Within two years, Mary Catherine Hellen was a beauty in her own right and possessed of a flirtatious and beguiling instinct for seduction that would reduce the three Adams’ brothers to sniveling desperation. Charles was conquered first and then dropped for older brother, George Washington Adams. A bitter, rejected Charles described her as “one of the most capricious women that were ever formed in a capricious race.” She became engaged to George, who would postpone the wedding to please his parents and finish his education. It would prove to be fatal for their relationship. Mary, whatever her best intentions may have been, was not one to wait.
Ironically, John Adams II, who was expelled from Harvard, would be the winner in this bachelor derby. Described as “arrogant” and “brusque” when compared to older brother George, the brilliant and sensitive poet, young John Adams was brought back to the White House as his father’s secretary, where day-to-day contact with Mary soon prompted whispers and mutterings that grew with each successive week. In 1927, alarmed that the relationship between Mary and her son was racing toward consummation, Louisa urged the president to have the couple get married immediately, but John Quincy would not consent.

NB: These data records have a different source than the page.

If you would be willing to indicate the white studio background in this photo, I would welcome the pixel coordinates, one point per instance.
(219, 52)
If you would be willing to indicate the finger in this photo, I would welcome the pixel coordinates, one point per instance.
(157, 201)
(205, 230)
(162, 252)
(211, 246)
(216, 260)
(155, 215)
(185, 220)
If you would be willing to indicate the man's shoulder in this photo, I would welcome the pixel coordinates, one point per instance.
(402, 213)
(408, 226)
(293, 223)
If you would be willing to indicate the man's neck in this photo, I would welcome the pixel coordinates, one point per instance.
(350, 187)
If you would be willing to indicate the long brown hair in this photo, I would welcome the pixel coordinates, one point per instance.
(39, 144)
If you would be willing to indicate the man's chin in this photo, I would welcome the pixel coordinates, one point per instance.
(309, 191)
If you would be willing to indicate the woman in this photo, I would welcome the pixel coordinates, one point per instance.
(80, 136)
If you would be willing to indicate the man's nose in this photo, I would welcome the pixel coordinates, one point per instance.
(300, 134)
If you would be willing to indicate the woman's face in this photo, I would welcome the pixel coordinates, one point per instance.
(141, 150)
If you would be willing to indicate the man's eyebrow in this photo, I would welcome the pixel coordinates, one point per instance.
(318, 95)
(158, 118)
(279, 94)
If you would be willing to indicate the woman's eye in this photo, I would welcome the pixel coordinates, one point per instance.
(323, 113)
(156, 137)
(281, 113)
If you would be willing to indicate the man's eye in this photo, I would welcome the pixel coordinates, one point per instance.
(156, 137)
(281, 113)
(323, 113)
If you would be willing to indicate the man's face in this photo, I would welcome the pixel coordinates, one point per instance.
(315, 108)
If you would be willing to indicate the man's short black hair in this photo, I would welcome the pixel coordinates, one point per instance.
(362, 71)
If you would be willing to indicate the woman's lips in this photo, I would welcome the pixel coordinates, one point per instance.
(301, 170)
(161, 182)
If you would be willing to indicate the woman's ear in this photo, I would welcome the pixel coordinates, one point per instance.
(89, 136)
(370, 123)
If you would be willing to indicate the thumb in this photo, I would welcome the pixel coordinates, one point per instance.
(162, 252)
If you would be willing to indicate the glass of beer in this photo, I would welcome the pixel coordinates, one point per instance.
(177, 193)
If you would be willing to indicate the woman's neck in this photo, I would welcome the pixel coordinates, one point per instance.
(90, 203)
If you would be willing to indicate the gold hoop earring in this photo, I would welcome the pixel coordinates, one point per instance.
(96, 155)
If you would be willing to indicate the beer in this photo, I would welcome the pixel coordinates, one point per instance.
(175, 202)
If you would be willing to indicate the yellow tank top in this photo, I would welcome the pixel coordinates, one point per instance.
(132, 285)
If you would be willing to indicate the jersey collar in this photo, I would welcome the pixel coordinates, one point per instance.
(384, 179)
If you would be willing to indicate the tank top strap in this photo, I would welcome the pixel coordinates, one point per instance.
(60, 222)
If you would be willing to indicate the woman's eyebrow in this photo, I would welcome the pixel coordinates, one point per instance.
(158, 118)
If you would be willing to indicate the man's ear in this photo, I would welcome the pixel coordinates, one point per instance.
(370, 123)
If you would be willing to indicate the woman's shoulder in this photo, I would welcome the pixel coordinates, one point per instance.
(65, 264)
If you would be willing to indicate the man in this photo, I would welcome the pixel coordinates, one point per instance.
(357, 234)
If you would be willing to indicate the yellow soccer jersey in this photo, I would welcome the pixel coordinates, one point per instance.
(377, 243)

They were finally married on February 25, 1828. True to the fantasies Mary Hellen must have held since age thirteen, the second White House wedding was almost a recreation of the Maria Monroe experience. Once more they used the Elliptical Drawing Room, today’s Blue Room. Much of the same furniture and candelabras was employed, and the same Rev. William Hawley officiated. With the sudden death and funeral of General Brown of the Army, there was even an untimely passing of an American hero to force flags to half-mast and the cancellation of some receptions. Making one improvement on the Monroe affair, the Adams’ wedding provided lots of cake for everyone.
Still, the White House was once again denied a truly grand wedding. The cloud surrounding the jilted brothers hovered over the affair. Neither Charles nor George W. attended, and the list of invited guests was kept short. Louisa wrote Charles the next day, suggesting that “Madame is cool easy and indifferent as ever” and that his brother John was not to be envied, for he “looks already as if he had all the cares in the world upon his shoulders and my heart tells me that here is much to fear.” The First Lady was sick for days after.
In the aftermath of the second White House wedding, George Washington Adams would begin his descent into alcoholism and depression, dying little more than a year later, a suicide or accidental drowning. He was twenty-eight. The groom John Adams II, who would be the only presidential son ever married in the White House, would fail at business and die an alcoholic at age thirty-one. Heartbroken, rejected suitor Charles Francis would go on to a distinguished career that, with a little luck, might have produced a third Adams presidency. And, finally, the vivacious, carefree Mary Catherine Hellen would live with the former President and First Lady to the end of their days, running their household and tending to their needs. She would even outlive her own two daughters, witnessing yet two more White House weddings before her death in 1870.